Upon digestion of dietary sugar, glucose is absorbed by the intestine, which results in a rise in the blood glucose level (). In the liver, insulin regulates glucose production/utilization. When glucose levels increase in the blood and insulin is secreted by pancreatic β-cells. Intestinal cells secrete DPP4, which inhibits the production of incretins such as GLP-1 and GIP; they act on pancreatic β-cells to regulate insulin production. In physiological states, the combined action of glucagon and insulin allows the precise regulation of hepatic glucose output. Although glucagon induces hepatic glucose production, insulin acts as a potent inhibitor of glucose production when its concentration in the blood rises. In addition to inducing glycogen synthesis, insulin also inhibits hepatic glucose production. In the case of insulin resistance, physiologic levels of circulating insulin are insufficient to elicit the appropriate insulin response in hepatic cells. In the liver, insulin resistance impairs glycogen synthesis, fails to suppress glucose production, enhances lipogenesis, and increases the synthesis of proteins. Insulin resistance occurs due to a decrease in the metabolic response of insulin-responsive cells to insulin or, at a systemic level, an impaired/lower response to circulating insulin by blood glucose levels. In skeletal muscle, insulin resistance is considered to be an important extra-pancreatic factor in the development of T2DM. Under physiological conditions, insulin stimulates muscle glycogen synthesis by enhancing glucose uptake from plasma.

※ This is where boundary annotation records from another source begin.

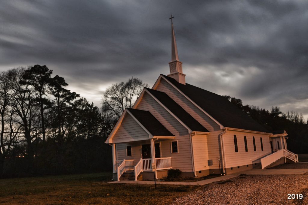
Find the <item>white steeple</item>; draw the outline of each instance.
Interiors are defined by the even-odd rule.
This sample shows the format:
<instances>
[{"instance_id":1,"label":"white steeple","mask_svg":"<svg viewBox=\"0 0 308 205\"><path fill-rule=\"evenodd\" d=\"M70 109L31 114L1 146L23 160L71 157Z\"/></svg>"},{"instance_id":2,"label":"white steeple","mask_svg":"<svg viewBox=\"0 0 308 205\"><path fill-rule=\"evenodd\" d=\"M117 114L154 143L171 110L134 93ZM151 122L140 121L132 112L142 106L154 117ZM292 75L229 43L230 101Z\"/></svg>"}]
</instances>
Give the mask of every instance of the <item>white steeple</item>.
<instances>
[{"instance_id":1,"label":"white steeple","mask_svg":"<svg viewBox=\"0 0 308 205\"><path fill-rule=\"evenodd\" d=\"M179 83L185 85L186 75L183 73L182 62L179 60L179 55L177 53L176 41L172 21L172 19L174 18L172 14L171 17L169 18L171 20L171 61L169 62L170 73L168 75L175 79Z\"/></svg>"}]
</instances>

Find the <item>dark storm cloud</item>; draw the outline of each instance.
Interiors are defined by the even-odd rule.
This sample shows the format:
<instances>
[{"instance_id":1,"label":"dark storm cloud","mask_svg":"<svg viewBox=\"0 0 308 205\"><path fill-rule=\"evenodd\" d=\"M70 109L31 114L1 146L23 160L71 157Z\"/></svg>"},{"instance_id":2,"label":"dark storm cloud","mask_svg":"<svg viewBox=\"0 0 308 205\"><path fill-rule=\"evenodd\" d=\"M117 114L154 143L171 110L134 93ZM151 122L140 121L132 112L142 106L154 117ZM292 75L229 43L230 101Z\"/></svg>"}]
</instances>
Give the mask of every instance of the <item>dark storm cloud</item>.
<instances>
[{"instance_id":1,"label":"dark storm cloud","mask_svg":"<svg viewBox=\"0 0 308 205\"><path fill-rule=\"evenodd\" d=\"M188 83L308 117L308 2L2 1L0 69L39 64L97 104L132 76L168 74L170 12Z\"/></svg>"}]
</instances>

Figure 2. Mechanisms of diabetes. Upon digestion of dietary sugar, glucose is absorbed by the intestine, which causes an increase in the blood glucose level. Glucose levels increase in the blood and insulin is secreted by pancreatic β-cells. Insulin enhances uptake of glucose into cells. Glucose is stored as glycogen in the liver or utilized for energy production in muscles. If blood sugar levels are low, glucagon breaks down glycogen in the liver to release glucose and increase glucose levels. Intestinal cells secrete DPP4, which inhibits the production of incretins (e.g., GLP-1 and GIP). They act on pancreatic β-cells to regulate insulin production. Although glucagon induces hepatic glucose production, insulin acts as a potent inhibitor of glucose production when its concentration in the blood rises. Undigested/unabsorbed glucose is excreted from the body.